The concept of using circulating, cell-free DNA as a non-invasive, promising source material for early-detection of cancer has been actively investigated for over ten years. The presence of cell-free DNA in plasma was first described in 1948, but received little attention until 1994 when mutated RAS oncogene fragments were detected. It is thought that the presence of circulating nucleic acids (including DNA, mRNA and micoRNAs) may reflect pathology of different kinds, including malignant and benign tumor lesions, effects of inflammation, and effects of other kinds of trauma due to apoptosis and necrosis.
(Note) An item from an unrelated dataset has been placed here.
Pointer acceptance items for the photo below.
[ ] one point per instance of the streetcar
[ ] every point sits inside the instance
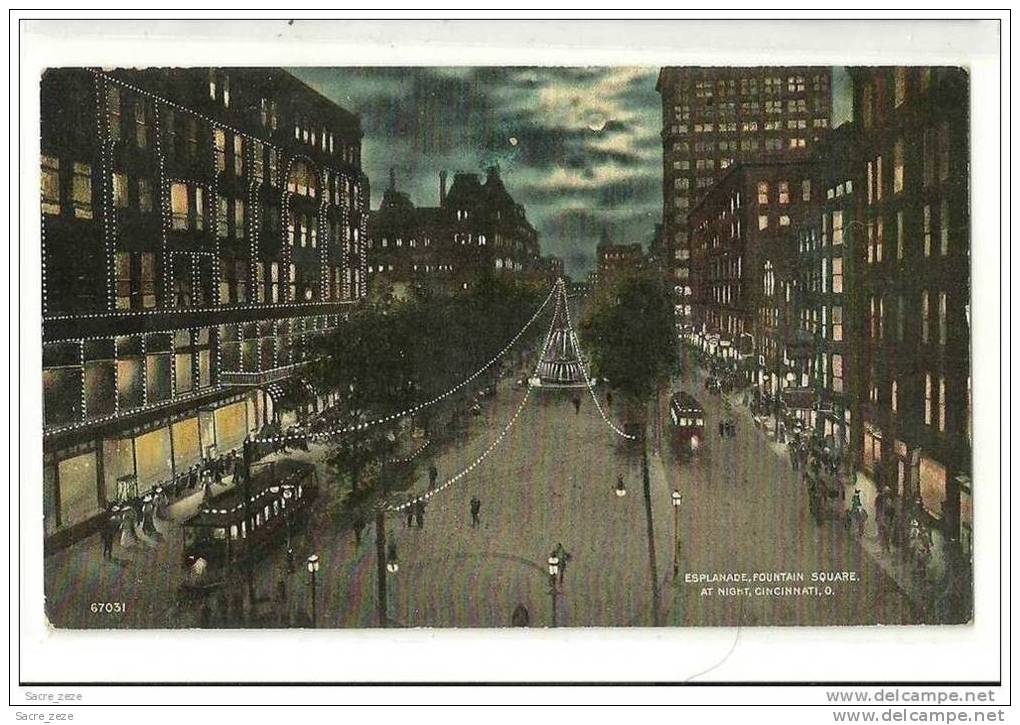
(687, 418)
(225, 530)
The challenge however is formidable: pulling out the variable fraction of mutant DNA from a background amount that may be in as high a ratio as 1:10,000 (or a minor allele frequency as low as 0.01%). (If you are interested in what the distribution of tumor DNA to background, here’s a 2008 paper that uses a modified digital PCR method to examine the distribution of tumor DNA to normal background from circulating DNA samples.) Thus the challenge here is not a scientific one, but rather a technical one: how to pull out the rare somatic mutation from a high amount of background?
The principles of all next-generation sequencing (or rather second-generation sequencing, given the advent of single-molecule or third-generation sequencing methods) require an intermediate library amplification step (otherwise known as template preparation). By sequencing redundancy through coverage of independent reads (each independent read coming from a single independent library molecule), if the sequencing accuracy was up to 100% then somatic mutation events down to a fraction of a percent would be a function of overall coverage. That is, to detect a mutation at 0.01%, an NGS platform with up to 100% accuracy would need some 10,000-fold coverage to pick up the one mutation at that base for 0.01% detection. (Granted, due to random sampling variation a coverage of 30,000 or so would insure that that one mutation would be picked up at least once.)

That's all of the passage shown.